Ogni suo film nasce da una progettazione architettonica, non a caso la sua è una formazione da architetto, in cui ogni movimento di camera è già lo sviluppo di un pensiero, nella maggior parte dei casi un pensiero critico, che avanza inquadratura dopo inquadratura al passo dei suoi straordinari attori. Un esempio lampante di questa metodologia cristallina è la decisione di girare Ana Arabia in un unico piano sequenza.
Proprio come nella progettazione di un edificio in quel caso venne realizzata una maquette del quartiere tra Jaffa e Bat Yam, disegnando il percorso che la protagonista, la giornalista Yael, avrebbe fatto nell’incontrare i numerosi parenti di Hanna Klibanov, sopravvissuta a Aushwitz e sposata a Yussuf, uomo arabo con cui ha avuto cinque figli. Yael è mossa da uno spirito di inchiesta, ai limiti dello scandalistico, partendo dalla morte di Hanna vuole incontrare i suoi parenti arabi con l’intento di sollecitare un qualche contrasto, di marcare la conflittualità di due mondi. Il cinema però la sorpassa.
Una esperienza umana, quella della protagonista, che diventa il cinema stesso, con la sua capacità di avvolgere i corpi in una danza ininterrotta. In questo sta la grandezza di Amos Gitai, quella di orchestrare, come nel piano sequenza iniziale di Free Zone o in quello del cortometraggio The Book of Amos sezione del film collettivo Words with Gods, una danza di corpi e parole. L’influenza più profonda in questa lucida prassi cinematografica, che anima tutti i suoi film, è sicuramente il pensiero filosofico e pragmatico sviluppatosi al Bauhaus, la scuola tedesca di arte e design di cui il padre Munio è stato allievo. Un’eredità dichiarata e ricercata, che diventa ancora più forte data la ferita che costrinse Munio ad abbandonare la scuola a seguito delle persecuzioni razziali.

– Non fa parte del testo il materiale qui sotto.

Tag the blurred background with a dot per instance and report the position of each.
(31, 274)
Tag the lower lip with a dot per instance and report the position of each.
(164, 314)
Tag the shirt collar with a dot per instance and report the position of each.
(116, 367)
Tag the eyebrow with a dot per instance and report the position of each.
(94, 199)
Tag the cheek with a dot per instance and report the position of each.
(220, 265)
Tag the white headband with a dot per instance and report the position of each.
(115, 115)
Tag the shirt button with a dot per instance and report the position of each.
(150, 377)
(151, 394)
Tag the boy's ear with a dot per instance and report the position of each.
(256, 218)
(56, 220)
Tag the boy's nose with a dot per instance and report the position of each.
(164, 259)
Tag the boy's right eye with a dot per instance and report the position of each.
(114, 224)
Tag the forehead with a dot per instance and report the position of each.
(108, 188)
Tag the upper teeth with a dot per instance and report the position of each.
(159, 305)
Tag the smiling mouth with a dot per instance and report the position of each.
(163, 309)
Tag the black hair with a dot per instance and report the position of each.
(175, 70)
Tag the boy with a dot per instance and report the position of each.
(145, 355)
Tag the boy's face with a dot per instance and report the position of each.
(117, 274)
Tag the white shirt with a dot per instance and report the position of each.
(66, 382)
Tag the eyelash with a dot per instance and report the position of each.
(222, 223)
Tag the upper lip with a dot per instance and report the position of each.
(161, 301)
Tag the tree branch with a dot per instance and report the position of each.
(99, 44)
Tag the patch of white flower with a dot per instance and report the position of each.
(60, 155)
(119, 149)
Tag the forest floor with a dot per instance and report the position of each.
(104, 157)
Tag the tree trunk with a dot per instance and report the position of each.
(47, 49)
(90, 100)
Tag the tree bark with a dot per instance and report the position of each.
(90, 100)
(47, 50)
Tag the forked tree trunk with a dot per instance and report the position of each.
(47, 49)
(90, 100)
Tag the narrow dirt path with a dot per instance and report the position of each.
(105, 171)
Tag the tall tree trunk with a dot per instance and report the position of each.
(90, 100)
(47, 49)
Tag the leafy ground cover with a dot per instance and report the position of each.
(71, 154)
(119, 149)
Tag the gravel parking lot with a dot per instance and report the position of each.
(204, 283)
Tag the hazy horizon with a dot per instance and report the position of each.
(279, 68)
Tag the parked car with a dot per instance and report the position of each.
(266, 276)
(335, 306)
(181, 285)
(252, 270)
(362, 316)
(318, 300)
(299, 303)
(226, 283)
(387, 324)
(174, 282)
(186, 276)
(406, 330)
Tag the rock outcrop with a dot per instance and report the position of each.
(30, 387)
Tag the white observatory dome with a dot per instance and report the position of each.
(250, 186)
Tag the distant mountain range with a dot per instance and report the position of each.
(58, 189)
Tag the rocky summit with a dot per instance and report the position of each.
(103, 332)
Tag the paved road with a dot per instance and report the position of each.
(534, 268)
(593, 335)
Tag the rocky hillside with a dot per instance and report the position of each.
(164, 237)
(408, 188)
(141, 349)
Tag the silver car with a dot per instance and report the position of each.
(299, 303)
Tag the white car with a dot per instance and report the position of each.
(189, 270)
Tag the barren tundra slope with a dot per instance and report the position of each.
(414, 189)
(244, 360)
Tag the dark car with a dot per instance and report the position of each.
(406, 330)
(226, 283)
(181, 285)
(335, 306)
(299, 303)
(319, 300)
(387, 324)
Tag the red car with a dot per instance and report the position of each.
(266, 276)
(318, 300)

La vita, con i suoi rovesci tragici, si ferma sempre a un passo dall’armonia, eppure rimangono i disegni, la progettazione, una matrice replicabile, per costruire finalmente un edificio armonioso che ci contenga tutti. Amos Gitai ha suggerito nei suoi film come costruire, gli spettatori più accorti non si lasceranno sfuggire l’opportunità di poggiare un nuovo mattone.